Before Elizabeth Swaringen could undergo a single mastectomy for ductal carcinoma in situ in 2004, she had to do something for herself: She scheduled a massage.

"It seemed that having a massage was a logical thing to do before the surgery," says Swaringen, who lives in Pittsboro, North Carolina. "I'm sure that massage had an impact on my being calm (the day of surgery)."

Swaringen, a freelance writer who was diagnosed at age 48 through a routine mammogram, underwent massage at Cornucopia House, a cancer support center in Chapel Hill, North Carolina, that offers services for free to anyone affected by cancer.

"All our services help people cope with the stress brought on by cancer treatment," said Becky Carver, executive director of Cornucopia House. "[Cornucopia House] helps people decide how they can live their lives in the most healing way."

Instead of worrying about her upcoming surgery, Swaringen, who had received massage before her diagnosis but not on a regular basis, decided to cast away any fears.

"I was focused on where I was at that point in time," Swaringen says. "At that point, I was on a massage table. I knew I was in good hands."


Although she had an "always on the move" life as a full-time graduate student, having a mastectomy left 26-year-old Chrissy Hufford feeling inactive.

On the recommendation of a physical therapist, Hufford, diagnosed with Stage II ductal carcinoma in February 2006, started taking yoga classes. She says she enjoys yoga because she can relax and do it at her own pace. "On my bad days, when I'm in a lot of pain, it can be hard to get into, but it is always relaxing," says Hufford, who lives in Pennsylvania.

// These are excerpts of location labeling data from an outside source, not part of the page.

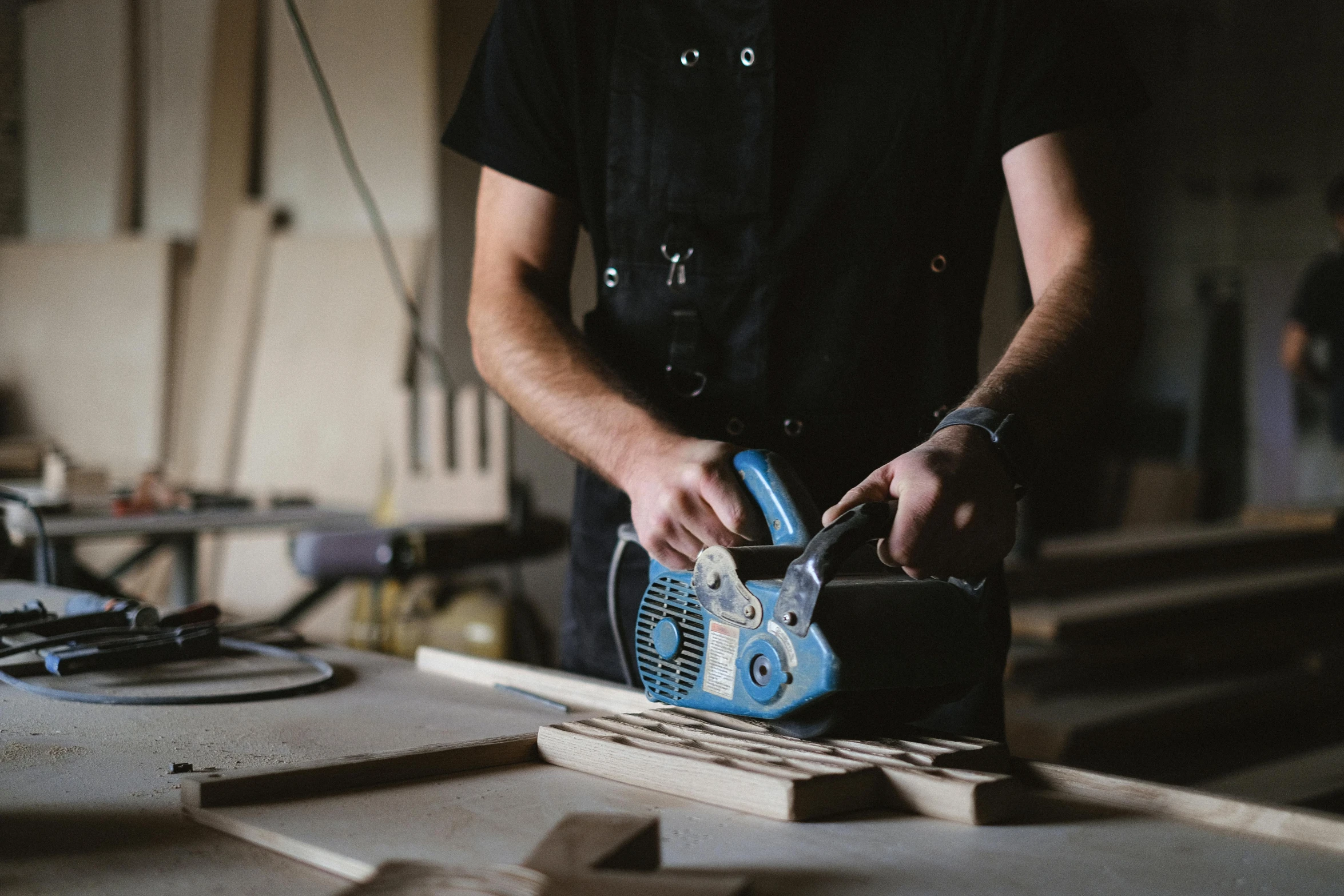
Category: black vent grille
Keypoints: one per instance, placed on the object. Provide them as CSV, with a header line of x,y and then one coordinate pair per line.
x,y
670,679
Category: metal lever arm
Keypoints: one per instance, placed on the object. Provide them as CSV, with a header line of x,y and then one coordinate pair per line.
x,y
822,559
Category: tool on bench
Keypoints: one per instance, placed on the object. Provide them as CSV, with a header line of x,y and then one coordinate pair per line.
x,y
789,635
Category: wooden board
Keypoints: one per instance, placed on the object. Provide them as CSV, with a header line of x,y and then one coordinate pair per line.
x,y
569,690
1101,726
379,61
1212,810
78,127
1295,779
83,340
177,38
1160,609
210,337
726,762
216,789
499,816
1109,560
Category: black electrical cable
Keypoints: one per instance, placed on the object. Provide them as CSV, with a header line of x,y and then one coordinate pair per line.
x,y
46,566
325,675
624,535
366,197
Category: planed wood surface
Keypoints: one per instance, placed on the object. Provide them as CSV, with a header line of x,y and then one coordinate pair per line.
x,y
1164,801
498,816
739,764
562,687
209,790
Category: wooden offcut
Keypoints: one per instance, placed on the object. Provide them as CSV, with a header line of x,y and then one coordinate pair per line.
x,y
565,688
735,764
208,790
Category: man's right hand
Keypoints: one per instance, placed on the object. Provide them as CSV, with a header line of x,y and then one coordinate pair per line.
x,y
686,496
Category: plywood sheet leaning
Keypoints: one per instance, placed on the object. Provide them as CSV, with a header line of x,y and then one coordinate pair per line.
x,y
177,38
210,340
328,363
78,128
379,62
738,764
427,487
83,339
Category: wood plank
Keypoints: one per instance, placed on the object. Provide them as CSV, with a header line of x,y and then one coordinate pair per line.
x,y
78,127
1108,560
569,690
773,775
1080,728
1295,779
1155,610
177,38
379,59
500,814
208,790
212,339
83,337
1274,822
784,790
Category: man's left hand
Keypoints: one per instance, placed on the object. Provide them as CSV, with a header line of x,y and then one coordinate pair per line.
x,y
956,511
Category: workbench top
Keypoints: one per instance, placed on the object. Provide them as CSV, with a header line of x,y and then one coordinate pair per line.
x,y
88,806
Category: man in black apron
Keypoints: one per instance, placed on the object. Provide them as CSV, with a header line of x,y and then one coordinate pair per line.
x,y
792,207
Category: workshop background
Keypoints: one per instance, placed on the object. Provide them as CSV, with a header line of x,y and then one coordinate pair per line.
x,y
193,309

Elizabeth Swaringen had practiced yoga for three years and feels it helped her recover from her mastectomy. "I feel like doing yoga made a difference in my range of motion post-surgery," she says, adding that she was able to reach the top of a doorway not long after her mastectomy.

Hufford finds comfort in the fact that she can self-pace with yoga, unlike many other activities, which helps when chemotherapy makes her feel tired. She has started taking classes at the local YMCA, where the self-described "bald girl with a bandana in the front of the room" has met a few other breast cancer survivors.

Hufford has also taken components of yoga practice, such as deep breathing and meditation, and used them in other parts of her life. You might find her deep breathing during chemo to de-stress or meditating to clear her mind.

"I almost push myself to get out of the bed to do yoga," she says.